The website of popular British Chef Jamie Oliver is still having issues and potentially infecting visitors looking for a recipe or other material on JamieOliver.com.

We already reported the site serving malware twice at least, once in February and then March. On both of these occasions the main site was directly affected and redirecting to the Fiesta exploit kit.

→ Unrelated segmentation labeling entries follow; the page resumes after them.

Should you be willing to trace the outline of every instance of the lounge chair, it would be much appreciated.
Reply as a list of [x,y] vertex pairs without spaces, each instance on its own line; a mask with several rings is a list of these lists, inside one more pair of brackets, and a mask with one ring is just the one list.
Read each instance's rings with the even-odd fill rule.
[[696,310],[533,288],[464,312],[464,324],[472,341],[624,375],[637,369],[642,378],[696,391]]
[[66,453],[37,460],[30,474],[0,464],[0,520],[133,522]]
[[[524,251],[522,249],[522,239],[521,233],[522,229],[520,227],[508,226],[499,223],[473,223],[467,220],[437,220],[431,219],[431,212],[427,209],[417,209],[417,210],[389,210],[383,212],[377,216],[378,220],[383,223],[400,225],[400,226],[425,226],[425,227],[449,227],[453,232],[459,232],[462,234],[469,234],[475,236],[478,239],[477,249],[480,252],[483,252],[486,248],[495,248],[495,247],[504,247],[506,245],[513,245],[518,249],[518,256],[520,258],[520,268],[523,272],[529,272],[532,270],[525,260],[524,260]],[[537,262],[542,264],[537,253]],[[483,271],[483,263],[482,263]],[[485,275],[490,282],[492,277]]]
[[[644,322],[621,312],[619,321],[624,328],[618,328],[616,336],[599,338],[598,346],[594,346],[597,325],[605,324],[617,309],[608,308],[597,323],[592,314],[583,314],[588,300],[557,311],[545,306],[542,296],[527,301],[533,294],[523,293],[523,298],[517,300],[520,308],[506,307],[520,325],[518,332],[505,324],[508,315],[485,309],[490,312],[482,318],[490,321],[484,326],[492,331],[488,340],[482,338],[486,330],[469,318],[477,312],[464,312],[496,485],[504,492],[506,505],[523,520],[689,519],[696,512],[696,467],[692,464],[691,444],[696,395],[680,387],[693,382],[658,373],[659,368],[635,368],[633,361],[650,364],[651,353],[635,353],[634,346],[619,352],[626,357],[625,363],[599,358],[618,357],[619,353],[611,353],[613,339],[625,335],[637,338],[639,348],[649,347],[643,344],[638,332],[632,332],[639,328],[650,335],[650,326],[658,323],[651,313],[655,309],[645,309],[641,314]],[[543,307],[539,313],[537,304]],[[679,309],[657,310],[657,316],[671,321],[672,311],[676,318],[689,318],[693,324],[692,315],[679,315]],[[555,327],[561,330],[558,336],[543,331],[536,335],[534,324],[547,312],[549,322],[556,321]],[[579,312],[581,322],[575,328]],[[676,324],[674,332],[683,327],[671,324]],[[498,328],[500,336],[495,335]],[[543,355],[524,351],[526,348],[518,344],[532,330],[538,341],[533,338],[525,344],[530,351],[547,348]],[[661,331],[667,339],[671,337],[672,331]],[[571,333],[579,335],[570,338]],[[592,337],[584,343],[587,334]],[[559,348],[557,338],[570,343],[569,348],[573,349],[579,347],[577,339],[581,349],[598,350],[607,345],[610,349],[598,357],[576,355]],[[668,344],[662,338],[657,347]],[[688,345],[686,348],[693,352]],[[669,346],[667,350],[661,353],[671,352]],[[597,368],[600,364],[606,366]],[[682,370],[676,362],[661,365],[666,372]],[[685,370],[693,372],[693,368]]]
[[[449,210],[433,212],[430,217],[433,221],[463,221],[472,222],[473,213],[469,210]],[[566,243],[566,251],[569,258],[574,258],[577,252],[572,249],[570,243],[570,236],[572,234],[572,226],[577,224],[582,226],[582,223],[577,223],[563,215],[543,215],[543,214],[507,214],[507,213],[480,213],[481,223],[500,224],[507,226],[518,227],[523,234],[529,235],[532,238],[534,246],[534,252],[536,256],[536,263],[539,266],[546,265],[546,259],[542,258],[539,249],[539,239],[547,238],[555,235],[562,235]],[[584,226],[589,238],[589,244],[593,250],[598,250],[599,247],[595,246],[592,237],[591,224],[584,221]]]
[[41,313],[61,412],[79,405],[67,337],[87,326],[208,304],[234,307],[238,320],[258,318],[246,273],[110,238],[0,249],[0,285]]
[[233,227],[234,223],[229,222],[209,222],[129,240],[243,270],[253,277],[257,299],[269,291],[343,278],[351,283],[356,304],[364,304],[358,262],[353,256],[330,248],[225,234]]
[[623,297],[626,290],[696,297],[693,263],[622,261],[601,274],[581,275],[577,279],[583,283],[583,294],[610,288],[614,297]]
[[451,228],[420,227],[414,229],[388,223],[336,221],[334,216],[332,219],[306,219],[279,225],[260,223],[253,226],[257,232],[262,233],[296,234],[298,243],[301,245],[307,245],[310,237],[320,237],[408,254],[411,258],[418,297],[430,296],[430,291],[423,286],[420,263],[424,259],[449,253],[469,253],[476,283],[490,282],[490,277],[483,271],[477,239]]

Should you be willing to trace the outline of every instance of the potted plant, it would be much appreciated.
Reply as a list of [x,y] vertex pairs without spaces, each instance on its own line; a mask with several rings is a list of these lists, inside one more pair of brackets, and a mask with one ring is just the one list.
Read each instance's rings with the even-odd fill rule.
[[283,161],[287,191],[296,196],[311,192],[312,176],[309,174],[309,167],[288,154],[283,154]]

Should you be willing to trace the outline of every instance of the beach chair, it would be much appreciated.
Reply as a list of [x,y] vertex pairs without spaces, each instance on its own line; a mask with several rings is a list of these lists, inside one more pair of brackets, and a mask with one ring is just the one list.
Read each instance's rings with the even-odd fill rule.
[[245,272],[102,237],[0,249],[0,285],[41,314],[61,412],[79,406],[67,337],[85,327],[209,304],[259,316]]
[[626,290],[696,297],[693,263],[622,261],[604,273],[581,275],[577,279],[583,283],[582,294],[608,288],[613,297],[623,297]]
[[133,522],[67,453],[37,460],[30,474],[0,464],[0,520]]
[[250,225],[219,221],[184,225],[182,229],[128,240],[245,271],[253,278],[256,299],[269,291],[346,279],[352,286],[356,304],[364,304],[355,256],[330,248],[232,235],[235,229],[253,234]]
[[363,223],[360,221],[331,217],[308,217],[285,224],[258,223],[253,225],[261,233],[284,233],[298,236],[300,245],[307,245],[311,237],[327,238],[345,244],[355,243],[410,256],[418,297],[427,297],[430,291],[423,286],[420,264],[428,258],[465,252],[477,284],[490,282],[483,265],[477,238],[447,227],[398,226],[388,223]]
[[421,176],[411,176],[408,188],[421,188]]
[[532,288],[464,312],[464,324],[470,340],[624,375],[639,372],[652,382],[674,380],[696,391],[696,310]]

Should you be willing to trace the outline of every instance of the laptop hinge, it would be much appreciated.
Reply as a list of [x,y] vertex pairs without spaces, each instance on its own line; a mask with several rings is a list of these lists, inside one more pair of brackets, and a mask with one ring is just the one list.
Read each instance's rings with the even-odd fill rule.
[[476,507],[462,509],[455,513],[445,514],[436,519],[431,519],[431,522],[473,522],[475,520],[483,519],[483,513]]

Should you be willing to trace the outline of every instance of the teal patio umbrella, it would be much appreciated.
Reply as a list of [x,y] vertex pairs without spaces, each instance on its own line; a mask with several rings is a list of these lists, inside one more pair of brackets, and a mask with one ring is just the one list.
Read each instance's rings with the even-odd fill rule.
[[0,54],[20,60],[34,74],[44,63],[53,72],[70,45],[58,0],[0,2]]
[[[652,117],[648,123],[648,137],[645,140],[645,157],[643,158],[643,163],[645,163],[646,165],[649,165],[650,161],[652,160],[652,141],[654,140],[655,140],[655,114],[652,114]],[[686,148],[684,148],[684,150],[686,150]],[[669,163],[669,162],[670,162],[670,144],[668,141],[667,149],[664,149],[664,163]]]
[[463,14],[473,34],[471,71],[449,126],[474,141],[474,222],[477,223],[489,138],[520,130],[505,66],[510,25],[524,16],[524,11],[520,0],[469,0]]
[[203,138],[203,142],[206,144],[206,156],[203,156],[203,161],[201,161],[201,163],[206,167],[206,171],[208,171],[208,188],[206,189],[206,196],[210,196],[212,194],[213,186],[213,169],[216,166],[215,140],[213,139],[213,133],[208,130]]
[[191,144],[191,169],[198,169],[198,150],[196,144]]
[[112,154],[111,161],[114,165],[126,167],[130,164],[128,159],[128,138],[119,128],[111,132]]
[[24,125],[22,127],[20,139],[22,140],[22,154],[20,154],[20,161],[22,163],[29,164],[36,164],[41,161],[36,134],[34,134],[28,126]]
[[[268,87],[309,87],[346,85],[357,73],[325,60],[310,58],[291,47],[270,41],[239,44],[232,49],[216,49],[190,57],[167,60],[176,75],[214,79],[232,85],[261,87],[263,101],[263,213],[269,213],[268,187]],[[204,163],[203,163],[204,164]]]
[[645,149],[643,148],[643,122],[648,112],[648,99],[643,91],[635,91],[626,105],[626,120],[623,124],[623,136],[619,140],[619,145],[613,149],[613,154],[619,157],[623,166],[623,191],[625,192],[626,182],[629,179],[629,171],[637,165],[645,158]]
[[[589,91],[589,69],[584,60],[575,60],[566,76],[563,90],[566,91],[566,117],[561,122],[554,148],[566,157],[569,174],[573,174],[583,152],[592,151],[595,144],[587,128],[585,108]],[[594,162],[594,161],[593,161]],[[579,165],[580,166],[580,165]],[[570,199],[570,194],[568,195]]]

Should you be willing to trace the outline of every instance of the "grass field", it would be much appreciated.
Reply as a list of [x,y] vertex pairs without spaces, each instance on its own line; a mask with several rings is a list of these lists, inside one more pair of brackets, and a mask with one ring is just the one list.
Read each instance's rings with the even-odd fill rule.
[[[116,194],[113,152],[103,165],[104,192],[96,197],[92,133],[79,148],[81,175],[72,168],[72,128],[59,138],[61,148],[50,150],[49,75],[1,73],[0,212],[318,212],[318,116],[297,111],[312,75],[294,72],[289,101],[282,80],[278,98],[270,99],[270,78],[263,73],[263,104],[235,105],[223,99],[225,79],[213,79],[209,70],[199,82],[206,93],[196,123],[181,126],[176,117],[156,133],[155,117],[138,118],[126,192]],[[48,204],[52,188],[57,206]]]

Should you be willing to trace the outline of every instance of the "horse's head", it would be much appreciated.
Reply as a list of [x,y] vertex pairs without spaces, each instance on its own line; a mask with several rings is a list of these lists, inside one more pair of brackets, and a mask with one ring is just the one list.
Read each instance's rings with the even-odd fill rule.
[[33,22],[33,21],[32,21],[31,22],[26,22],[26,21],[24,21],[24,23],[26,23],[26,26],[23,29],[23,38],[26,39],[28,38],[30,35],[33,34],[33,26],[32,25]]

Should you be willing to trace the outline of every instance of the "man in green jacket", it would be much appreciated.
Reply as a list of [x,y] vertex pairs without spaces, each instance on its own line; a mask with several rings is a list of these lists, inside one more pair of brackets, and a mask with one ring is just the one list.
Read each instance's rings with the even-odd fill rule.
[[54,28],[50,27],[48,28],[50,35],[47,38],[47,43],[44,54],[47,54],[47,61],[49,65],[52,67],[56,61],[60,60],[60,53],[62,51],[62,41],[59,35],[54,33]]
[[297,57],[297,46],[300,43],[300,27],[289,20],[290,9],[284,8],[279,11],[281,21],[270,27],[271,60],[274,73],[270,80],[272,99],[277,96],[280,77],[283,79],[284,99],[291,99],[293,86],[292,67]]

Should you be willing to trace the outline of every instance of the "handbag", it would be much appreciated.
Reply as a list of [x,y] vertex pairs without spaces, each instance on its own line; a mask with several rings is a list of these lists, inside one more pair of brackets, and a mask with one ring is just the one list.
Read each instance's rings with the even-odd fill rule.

This time is no different and browsing any page will trigger a malicious redirection chain to the aforementioned exploit kit:

MBAE_block

Malwarebytes Anti-Exploit users were automatically protected from this attack and subsequent malware drops (password stealers).

Technical details

The malicious injection is present within any page of the site. It is a single bit.ly shortened URL:

maliciouscode

The bit.ly URL is an immediate redirection towards what appears to be a compromised website:

HTTP/1.1 301 Moved Permanently
Server: nginx
Date: Sun, 10 May 2015 05:00:26 GMT
Content-Type: text/html; charset=utf-8
Content-Length: 123
Connection: keep-alive
Cache-Control: private, max-age=90
Location: http://www.chizano.com/css/banner.js

That website is used as a redirection mechanism towards the Fiesta exploit kit. We won’t go into too many details here because this code is actually almost identical to the one we reviewed recently in Fiesta EK Wreaks Havoc on Popular Torrent Site.

chizano2

This takes us to the Fiesta EK which fires multiple exploits as well as two distinct payloads:

Fiddler

  • Flash exploit (VirusTotal link)
  • Java exploit (VirusTotal link)
  • Payload #1 (VirusTotal link)
  • Payload #2 (VirusTotal link)

Vulnerable systems will receive this dual payload which performs some fancy PowerShell footwork to lodge itself inside the registry.

powershell

Note the special characters that it uses within the registry value. This can make it hard for security products to read and detect:

registry

This looks very similar to the Gootkit (Poweliks offshoot) infection with password stealing capabilities. Thanks @hasherezade for the tip!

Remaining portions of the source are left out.